Notre Dame’s Biggest Offensive Output Had a Few Oddities

This COVID-19 pandemic has left us dipping into the archives for our sports fix, and Notre Dame football is no exception.

This COVID-19 pandemic has left us dipping into the archives for our sports fix, and Notre Dame football is no exception. Last night, I was flipping through an old book that I assume belonged to my late grandfather, a Notre Dame graduate and thus the reason I’m writing for this blog. It’s called “75 Years of Notre Dame All-Americans”, and one copy recently sold on eBay for $10. Towards the back of the book lists the game-by-game results of every season Notre Dame had played up to that point, and one game in particular had an asterisk next to it and a somewhat lengthy explanation.

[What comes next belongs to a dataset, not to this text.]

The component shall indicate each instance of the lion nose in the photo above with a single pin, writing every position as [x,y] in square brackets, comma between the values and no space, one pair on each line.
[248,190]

The game was played against American College of Medicine and Surgery in Chicago on October 28, 1905, a generation before the university officially adopted the Fighting Irish moniker. Notre Dame will never score the number of points they scored on this day because it’s absurd to think otherwise. Coming off a 5-0 loss to Wabash, the Irish won, 142-0, and missed 20 extra points in a game where they scored 27 touchdowns, which were worth five points in those days. Bill Downs reached the end zone four times.

The craziness doesn’t stop there. A 20-minute second half was to follow the 25-minute first half, but after the break, only eight minutes were played. Why? The visitors, unofficially known as the “Doctors”, needed time to eat before catching a train back to Chicago. It was just as well because the Irish scored 10 touchdowns in eight minutes at one point and ending up averaging 4.3 points a minute.

The following edition of Scholastic, Notre Dame’s long-running student magazine, pulled no punches on the absurdity of this game. It mentioned how the “Doctors” continually lost yardage or fumbled, not even gaining an inch, so the Irish never got to give their defense a proper display. On offense, they only needed two to four plays to score a touchdown. Perhaps the best line from the student account is the following: “The game as a whole was a poor exhibition of football as it was played by only one team, the others simply filled in space.”